In addition to the above, the following aspects are highlighted:

1. The Decree applies to the AFPs and to any company to which the current regulations apply to make investments in PCF and/or in private debt with resources coming from mandatory pension funds. This also includes the so-called “Funds of Funds”. According

to the regulatory document published by the Financial Regulation Unit (“URF”) related to the regulatory proposal that was finally enacted, the computation of the underlying asset (investments in Colombian companies or productive projects) applies equally to funds domiciled in Colombia or abroad.

2. The AFPs must make a minimum investment of 3% of the sum of the resources they manage in the respective Moderate Funds, Higher Risk Funds and Programmed Withdrawal Funds in PCF and/or private debt that invest in Colombian companies or that carry out productive projects in Colombia.

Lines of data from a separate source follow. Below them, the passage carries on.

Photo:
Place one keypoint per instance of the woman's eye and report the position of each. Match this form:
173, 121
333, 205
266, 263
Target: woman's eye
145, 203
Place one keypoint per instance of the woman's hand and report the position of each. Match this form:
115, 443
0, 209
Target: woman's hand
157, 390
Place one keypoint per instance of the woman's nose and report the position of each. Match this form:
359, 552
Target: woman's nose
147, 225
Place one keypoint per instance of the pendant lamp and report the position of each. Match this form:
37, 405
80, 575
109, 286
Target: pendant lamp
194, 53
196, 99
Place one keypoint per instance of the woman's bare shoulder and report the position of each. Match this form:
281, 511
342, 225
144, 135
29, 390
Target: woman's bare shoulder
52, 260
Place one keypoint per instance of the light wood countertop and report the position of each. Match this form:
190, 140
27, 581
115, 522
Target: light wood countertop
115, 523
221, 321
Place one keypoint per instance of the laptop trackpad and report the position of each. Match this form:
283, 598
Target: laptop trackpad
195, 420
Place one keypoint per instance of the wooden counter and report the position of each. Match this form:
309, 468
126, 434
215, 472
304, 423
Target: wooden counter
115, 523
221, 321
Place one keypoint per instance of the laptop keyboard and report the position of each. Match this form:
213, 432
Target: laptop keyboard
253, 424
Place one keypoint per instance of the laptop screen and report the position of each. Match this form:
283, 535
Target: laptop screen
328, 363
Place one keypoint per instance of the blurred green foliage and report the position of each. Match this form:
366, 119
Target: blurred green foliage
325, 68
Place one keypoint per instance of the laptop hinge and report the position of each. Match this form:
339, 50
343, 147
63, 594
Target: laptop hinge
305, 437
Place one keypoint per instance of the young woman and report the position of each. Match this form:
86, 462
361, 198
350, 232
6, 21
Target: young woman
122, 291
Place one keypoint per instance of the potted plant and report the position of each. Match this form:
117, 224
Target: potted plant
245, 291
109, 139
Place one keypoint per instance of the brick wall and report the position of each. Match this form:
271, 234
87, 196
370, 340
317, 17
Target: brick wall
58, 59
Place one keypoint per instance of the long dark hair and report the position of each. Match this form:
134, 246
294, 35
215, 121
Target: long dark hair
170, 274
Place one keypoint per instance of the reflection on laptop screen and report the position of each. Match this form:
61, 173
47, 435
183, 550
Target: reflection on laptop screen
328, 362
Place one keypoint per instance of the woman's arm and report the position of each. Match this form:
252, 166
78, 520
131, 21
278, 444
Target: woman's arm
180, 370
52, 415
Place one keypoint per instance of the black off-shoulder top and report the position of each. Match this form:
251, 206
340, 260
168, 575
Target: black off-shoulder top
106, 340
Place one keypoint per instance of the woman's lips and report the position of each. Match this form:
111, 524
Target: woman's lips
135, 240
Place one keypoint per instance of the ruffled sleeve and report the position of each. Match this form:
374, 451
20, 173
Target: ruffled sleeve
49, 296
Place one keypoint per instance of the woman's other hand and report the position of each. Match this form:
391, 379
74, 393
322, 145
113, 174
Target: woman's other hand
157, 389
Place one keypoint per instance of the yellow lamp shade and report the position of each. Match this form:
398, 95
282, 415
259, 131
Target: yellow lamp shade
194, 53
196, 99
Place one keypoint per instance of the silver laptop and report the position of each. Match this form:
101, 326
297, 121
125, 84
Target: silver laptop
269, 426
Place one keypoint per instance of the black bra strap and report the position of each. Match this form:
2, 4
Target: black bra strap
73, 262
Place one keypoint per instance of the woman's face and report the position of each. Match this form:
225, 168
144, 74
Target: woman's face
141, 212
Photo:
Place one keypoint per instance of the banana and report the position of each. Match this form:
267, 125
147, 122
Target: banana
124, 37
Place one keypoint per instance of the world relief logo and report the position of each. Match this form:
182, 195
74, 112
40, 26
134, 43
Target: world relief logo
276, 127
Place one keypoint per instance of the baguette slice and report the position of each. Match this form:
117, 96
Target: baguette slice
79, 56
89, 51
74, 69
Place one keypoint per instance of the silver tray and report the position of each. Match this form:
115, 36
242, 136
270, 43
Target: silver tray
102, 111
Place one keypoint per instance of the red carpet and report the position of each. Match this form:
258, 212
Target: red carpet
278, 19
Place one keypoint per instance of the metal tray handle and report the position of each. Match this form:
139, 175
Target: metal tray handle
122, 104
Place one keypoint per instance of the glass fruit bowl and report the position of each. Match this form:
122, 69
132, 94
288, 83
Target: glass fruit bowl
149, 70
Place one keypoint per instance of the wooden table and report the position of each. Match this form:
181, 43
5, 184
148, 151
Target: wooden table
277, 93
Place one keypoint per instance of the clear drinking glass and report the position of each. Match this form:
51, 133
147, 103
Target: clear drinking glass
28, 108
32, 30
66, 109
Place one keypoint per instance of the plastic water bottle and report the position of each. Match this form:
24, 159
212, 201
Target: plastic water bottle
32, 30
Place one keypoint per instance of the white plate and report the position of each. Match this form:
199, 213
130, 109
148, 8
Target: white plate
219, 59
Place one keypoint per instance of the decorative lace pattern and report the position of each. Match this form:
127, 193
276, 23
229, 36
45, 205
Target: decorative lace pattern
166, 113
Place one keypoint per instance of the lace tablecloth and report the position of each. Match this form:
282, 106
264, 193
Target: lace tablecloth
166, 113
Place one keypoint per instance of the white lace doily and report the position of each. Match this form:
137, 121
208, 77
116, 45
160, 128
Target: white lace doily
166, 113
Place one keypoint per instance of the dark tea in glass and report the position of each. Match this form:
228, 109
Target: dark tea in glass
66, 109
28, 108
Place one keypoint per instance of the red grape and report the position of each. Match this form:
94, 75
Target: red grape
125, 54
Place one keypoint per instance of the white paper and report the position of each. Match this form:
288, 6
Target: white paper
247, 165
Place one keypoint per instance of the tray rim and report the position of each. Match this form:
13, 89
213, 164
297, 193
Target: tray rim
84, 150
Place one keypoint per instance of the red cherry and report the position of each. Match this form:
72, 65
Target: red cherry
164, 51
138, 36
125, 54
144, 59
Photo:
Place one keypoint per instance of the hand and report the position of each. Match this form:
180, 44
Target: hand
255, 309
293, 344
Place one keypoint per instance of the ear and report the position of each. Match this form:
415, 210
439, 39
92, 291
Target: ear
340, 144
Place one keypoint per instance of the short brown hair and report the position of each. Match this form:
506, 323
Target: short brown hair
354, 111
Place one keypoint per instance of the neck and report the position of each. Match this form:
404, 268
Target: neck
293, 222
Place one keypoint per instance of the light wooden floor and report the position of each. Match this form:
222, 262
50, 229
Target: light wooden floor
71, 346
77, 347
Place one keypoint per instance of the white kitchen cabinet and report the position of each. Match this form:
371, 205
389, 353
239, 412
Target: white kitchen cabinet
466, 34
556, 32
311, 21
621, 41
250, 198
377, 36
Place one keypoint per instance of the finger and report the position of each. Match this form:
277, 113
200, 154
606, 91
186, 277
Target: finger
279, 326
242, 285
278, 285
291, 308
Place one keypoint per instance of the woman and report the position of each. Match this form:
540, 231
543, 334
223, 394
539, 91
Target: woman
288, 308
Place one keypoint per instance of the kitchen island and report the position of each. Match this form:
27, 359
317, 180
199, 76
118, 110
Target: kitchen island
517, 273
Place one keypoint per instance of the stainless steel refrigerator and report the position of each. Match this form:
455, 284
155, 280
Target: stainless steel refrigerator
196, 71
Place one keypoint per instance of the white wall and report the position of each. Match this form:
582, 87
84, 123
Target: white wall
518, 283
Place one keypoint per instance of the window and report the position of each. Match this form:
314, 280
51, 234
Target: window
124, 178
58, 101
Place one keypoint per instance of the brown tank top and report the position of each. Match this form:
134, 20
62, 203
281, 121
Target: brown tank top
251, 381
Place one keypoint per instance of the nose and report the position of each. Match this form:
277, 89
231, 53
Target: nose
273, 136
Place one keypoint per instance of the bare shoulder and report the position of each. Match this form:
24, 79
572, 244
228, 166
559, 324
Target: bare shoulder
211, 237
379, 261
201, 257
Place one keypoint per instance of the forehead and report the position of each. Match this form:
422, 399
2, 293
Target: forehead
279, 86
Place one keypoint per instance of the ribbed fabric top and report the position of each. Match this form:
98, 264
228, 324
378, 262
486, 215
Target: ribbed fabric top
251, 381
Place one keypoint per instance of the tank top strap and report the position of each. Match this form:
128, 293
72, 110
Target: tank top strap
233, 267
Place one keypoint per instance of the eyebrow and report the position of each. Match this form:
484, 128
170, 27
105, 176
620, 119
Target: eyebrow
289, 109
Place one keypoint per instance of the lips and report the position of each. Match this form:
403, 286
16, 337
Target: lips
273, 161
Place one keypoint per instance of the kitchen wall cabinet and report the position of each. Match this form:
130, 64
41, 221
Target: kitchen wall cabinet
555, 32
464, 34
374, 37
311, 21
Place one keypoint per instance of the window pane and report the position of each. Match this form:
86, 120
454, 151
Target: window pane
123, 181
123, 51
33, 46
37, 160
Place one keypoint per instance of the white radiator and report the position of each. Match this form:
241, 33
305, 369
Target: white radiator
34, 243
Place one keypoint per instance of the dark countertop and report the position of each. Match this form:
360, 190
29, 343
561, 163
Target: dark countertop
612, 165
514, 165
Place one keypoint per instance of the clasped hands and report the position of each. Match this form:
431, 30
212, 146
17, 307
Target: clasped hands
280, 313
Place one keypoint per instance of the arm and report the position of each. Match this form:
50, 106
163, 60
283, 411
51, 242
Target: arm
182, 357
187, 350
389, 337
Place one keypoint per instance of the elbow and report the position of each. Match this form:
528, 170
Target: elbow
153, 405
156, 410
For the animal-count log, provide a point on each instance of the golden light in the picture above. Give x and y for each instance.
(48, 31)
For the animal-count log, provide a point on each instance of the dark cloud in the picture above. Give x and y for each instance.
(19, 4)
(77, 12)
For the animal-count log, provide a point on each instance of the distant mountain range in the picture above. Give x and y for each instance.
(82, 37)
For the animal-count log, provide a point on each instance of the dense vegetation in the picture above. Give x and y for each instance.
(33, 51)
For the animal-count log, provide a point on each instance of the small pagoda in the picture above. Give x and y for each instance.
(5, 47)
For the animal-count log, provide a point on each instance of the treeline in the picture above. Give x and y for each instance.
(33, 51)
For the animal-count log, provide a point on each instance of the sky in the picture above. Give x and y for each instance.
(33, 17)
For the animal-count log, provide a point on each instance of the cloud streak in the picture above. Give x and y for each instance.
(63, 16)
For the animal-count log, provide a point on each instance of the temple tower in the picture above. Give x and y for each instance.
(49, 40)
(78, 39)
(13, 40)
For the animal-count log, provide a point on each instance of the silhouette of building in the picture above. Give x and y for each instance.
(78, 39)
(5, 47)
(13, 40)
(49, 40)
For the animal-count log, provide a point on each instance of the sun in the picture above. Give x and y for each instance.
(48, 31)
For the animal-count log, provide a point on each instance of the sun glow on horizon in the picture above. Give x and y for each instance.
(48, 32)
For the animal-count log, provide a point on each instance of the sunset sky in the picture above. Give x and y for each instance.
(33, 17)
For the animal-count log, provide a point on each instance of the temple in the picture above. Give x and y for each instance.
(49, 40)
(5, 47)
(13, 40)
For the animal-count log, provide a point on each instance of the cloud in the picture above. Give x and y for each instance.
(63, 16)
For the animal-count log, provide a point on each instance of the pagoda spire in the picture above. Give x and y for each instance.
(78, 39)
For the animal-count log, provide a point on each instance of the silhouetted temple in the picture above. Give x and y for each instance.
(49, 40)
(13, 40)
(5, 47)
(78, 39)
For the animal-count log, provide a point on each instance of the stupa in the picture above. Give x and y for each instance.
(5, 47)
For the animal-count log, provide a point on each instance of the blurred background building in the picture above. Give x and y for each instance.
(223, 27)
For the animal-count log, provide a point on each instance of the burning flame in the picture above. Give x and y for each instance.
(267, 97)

3. For the computation of the 3%, the investment in assets whose main activity is developed in Colombia shall be taken into account as long as they comply with the rules established in articles 2.6.12.2.3 (Professionalism) and 2.6.12.2.4 (Conditions of the Investment Policy) of Decree 2555 of 2010.

4. The Decree, excludes the following investments from the 3% calculation:

a. Investments made by the PCFs in (i) extractive companies of the mining and energy sector; (ii) entities economically linked to the respective AFP; and (iii) entities belonging to the same business group or financial conglomerate of the AFP. It is understood that a company is classified as “extractive of the mining and energy sector” when more than 50% of its income comes from the exploration, exploitation and/or production of minerals and hydrocarbons.

b. Exceptions to the above are those PCF that allocate two thirds of the resources they receive as contributions from their investors to infrastructure projects, provided that they comply with the requirements outlined in the Decree.

5. Investment commitments not exceeding 60% of the total value of the commitments made by the AFP to each of the PCFs may be included in the 3% calculation. This is subject to a transition regime that seeks to gradually reduce the maximum percentage of commitments that may be computed. After 10 years, the percentage must be equal to 0%.

6. If the investments are below 3%, due to insufficient supply in the market, the AFPs may breach this threshold as long as they submit to the Financial Superintendence of Colombia a technical analysis, a due diligence report and a strategy for future investments.

7. Finally, the Decree establishes a transition regime of nine (9) months in which the AFPs must make modifications to their investment policies, internal procedures, reports and other instruments to comply with the provisions of the Decree.